Es curioso que, en 1968, cuando Koestler recibe el «Sonning Prize» por sus aportes a la cultura europea, o en 1972, cuando se le designa «Commander of the British Empire» (CBE), siendo él un escéptico, inconformista, una mente nacida para libertad, su imagen es la de un intelectual vendido al mejor postor. El Imperio Británico, el más colonialista y racista, lo ve como uno de lo suyos. Koestler fue como el judío de moda que, tras el Holocausto, todos compadecen después que lo escupieron y estihmatizaron por milenios.

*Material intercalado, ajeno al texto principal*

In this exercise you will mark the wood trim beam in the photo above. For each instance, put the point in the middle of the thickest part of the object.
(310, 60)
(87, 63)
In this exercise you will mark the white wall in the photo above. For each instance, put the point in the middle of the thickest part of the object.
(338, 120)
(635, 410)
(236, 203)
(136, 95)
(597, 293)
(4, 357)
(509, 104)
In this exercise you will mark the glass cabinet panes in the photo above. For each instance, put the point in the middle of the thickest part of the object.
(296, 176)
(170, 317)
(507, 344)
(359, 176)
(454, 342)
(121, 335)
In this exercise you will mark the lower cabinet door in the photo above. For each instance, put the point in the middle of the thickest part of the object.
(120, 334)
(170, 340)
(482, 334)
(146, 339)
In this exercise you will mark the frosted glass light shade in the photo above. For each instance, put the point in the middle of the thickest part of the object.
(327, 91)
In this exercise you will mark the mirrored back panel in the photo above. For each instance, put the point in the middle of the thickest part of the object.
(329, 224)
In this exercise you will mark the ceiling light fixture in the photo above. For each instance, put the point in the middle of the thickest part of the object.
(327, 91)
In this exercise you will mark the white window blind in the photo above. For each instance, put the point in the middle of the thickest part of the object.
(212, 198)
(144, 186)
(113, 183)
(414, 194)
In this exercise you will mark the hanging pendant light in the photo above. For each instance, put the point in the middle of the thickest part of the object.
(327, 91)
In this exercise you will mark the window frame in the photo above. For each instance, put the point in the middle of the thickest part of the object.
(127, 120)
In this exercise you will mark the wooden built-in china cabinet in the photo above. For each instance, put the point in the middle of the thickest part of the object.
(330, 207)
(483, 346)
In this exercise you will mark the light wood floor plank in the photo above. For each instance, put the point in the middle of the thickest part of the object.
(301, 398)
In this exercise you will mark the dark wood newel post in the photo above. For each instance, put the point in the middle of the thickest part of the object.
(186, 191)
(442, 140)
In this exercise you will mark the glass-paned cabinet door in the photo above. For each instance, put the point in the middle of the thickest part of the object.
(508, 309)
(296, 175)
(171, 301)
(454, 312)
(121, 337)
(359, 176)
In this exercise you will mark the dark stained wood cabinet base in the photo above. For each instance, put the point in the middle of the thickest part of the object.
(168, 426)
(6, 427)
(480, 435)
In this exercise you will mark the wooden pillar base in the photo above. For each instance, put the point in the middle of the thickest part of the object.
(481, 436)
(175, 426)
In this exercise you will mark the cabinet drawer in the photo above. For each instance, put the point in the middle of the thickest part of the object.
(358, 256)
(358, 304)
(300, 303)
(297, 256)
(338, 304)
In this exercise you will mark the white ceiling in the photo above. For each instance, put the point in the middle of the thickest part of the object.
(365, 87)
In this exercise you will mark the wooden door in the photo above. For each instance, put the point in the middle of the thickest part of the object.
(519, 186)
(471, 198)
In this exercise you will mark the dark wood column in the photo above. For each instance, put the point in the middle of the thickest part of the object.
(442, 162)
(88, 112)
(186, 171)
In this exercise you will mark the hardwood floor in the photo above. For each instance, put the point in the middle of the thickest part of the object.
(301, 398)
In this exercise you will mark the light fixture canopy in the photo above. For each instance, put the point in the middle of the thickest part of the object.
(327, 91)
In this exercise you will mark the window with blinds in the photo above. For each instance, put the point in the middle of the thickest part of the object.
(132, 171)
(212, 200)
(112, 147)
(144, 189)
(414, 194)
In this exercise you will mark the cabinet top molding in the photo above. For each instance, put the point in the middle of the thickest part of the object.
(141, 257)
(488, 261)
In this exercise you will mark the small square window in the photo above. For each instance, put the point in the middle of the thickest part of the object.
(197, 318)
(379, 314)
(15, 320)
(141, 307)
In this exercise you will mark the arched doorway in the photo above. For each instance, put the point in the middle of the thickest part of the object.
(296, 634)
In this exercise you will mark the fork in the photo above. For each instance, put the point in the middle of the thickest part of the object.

Después de esta lectura de «Koestler: The Literary and Political Odyssey of a Twentieth-Century Skeptic», voy a extraopolarlo a la luz de un libro de John Dean.

John Dean, en un libro reciente «Conservatives Without Conscience» (2006), discute el anti-intelectualismo estadounidense, las consecuencias de un gobierno que formula políticas públicas sin procurar el consejo de los acdémicos e intelectuales serios. Al analizar cómo se va formando un niño autoritario, de esos a los que se les endurecerá el corazón, Dean dice cosas que me recuerdan las que Koestler dijo o vivió en su momento. A los niños alemanes, futuros nazis, se les educa de tal forma, explícita o implícitamente, que no aceptarán que el mundo exprese justicia. En el mundo no hay misericordia y nada hay que garantice amor ni generosidad. Cuando se sufre de niño o se le ve sufrir, es importante «to shut out all sensitivities», cerrar las compuertas a la compasión y ésto es mejor, a fin de sobrevivir.

Con su suicidio, Arthur Koestler cerró una de esas puertas. Tanto temía la sufrimiento y al potencial de crueldad de nuestra sociedad.